Pero nada extraordinario sucedió. Los hombres alcanzaron
sudorosos el nivel de la calle y respiraron con satisfacción. Se detuvieron unos
instantes, se organizaron de nuevo y reanudaron la marcha tranquilos y aliviados.
Frente a la iglesia, el reloj de la plaza cantó seis
sonoras campanadas… Las seis: hacía justamente nueve horas que había muerto y a
Eduardo le sorprendió aquella cronométrica exactitud. A su padre sin duda le habría
gustado saber que todo se había realizado a su debido tiempo. Que cada quien había
cumplido a cabalidad su obligación. Pero ya al viejo no podría alegrarlo eso ni
ninguna otra cosa en el mundo, porque estaba muerto, para siempre, dentro de aquella
caja reluciente de caoba que se balanceaba suavemente a su lado.
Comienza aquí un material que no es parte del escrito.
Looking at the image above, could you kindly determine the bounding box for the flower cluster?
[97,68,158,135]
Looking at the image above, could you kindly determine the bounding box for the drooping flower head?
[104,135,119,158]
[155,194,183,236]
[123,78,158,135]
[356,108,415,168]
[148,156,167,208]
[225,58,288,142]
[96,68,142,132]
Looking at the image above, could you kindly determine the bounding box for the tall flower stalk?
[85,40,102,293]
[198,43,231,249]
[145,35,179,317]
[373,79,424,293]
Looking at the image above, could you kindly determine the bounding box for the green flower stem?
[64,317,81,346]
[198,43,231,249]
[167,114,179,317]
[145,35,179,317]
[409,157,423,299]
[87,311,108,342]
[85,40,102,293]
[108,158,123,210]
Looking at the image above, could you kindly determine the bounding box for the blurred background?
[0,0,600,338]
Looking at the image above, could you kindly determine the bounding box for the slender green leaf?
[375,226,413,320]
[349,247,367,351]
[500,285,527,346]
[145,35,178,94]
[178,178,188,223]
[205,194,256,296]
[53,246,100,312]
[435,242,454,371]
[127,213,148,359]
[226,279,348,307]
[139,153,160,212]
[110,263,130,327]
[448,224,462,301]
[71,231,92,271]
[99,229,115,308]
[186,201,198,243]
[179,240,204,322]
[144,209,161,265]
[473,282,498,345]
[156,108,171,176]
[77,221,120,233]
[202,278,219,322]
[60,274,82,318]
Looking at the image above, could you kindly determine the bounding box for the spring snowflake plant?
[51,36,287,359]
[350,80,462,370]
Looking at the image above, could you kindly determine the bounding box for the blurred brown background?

Si hurgaba en su memoria, allá en lo más profundo de
su reminiscencia, la primera noción que conservaba de la existencia de su padre
se confundía con una voz aterradora que tronaba por encima de su cabeza mientras
él corría a guarecerse en el regazo tibio de la madre… Aquella escena debió repetirse
muchas veces porque, al recordarla, la asociaba con diferentes acontecimientos de
su infancia… Las primeras lecciones de equitación (el viejo azotándose furiosamente
las botas con una fusta flexible: “algún día haré un hombre de esta mujercita!”…
y el terror del niño al lomo inseguro del caballo)… O el primer disparo con la escopeta
de caza, apenas sostenida entre sus manos temblorosas (la voz iracunda del padre
a sus espaldas: “Aprieta el gatillo de una vez, cobarde!”)… O el chapuzón inesperado
en el mar, y la angustia de sumergirse hasta el fondo, y los gritos mudos bajo el
agua, y la risa odiosa del viejo en lo alto del trampolín…
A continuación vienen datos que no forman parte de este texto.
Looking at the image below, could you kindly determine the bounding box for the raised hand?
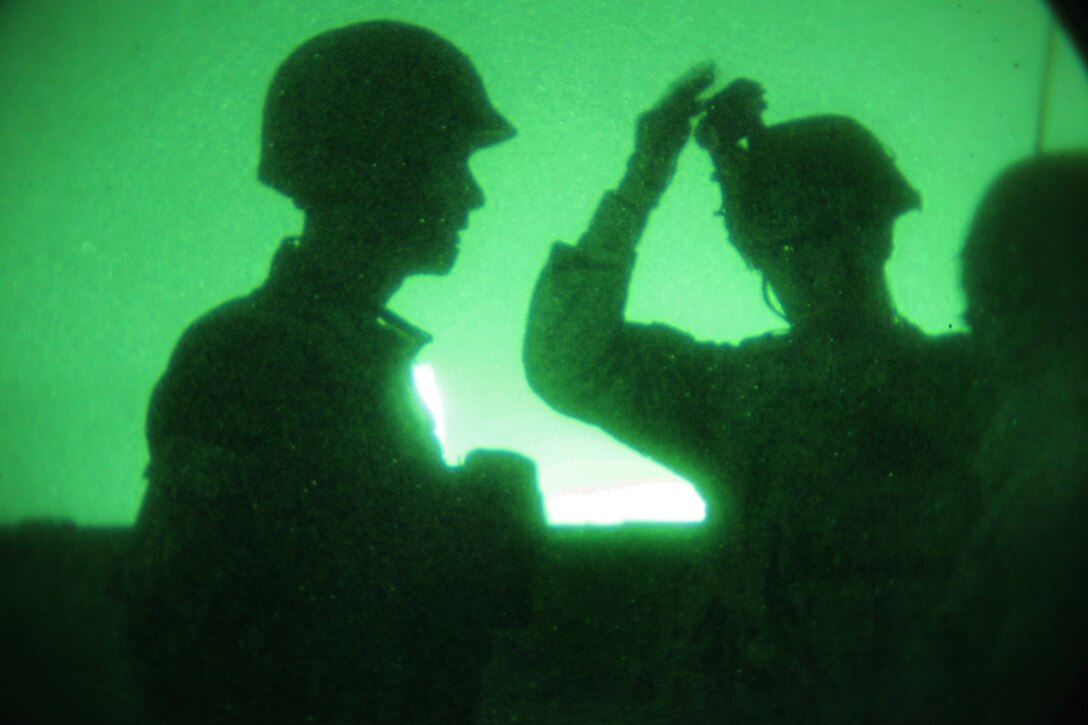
[695,78,767,151]
[619,63,714,205]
Una mano se apoyó en el hombro de Eduardo y una voz
dijo a su espalda: “Le acompaño en su sentimiento, joven”. “Gracias, muchas gracias”,
respondió sobresaltado. ¿Sería la expresión de su rostro adecuada a las circunstancias?…
¿Estaba dándole a toda aquella gente la impresión de una pena honda, aunque discretamente
expresada?… Tal vez debía pedirle a uno de los hombres que le permitiera cargar
en su lugar el ataúd… Sí, sin duda era algo así lo que todos esperaban de él…
“¿Por favor, me permite?”, y substituyó a uno de los
portadores del féretro. Los músculos del brazo se le pusieron tensos, se le abultaron
las venas de la frente y enrojeció su rostro… El viejo pesaba mucho. Siempre fue
corpulento. Alto y macizo como una torre. Con músculos de hierro y manos poderosas…
Aquellas manos enormes como palas. Rojizas y sembradas de un vello abundante que
fue poniéndose gris con los años… Manos siempre ocupadas, sin tiempo para las caricias…
¡Qué vivamente recordaba el gesto brutal de aquellas
manos rompiendo su primer boceto de dibujo!…
Fue un domingo por la tarde. El viejo jamás entraba
en la habitación de su hijo; pero aquel día, al pasar junto a la puerta, debió sospechar
del movimiento brusco del niño cerrando la gaveta baja del armario al oír sus pasos
por el corredor… Vestido con su traje blanco recién planchado, parecía más alto
e imponente que nunca. Se detuvo un instante en el umbral, entró luego sin dar explicaciones
y sacando la cartulina de su escondite, la rasgó de arriba a abajo con un solo movimiento
poderoso de sus manos… “¡Si vuelvo a encontrar otra tontería de estas en la casa,
será su cara la que voy a partirle en pedazos!… ¡Y no siga llorando, que los hombres
no lloran!…”
Y ahora sus manos estaban inmóviles, cruzadas por encima
de su pecho sin aire, y no volverían jamás a romper nada.
Alguien le tocó levemente en el hombro y sin pronunciar
palabras se ofreció a substituirlo ¡Ya era hora!… Eduardo se corrió ligeramente
a un lado mientras abría y cerraba repetidamente la mano para ahuyentar el calambre.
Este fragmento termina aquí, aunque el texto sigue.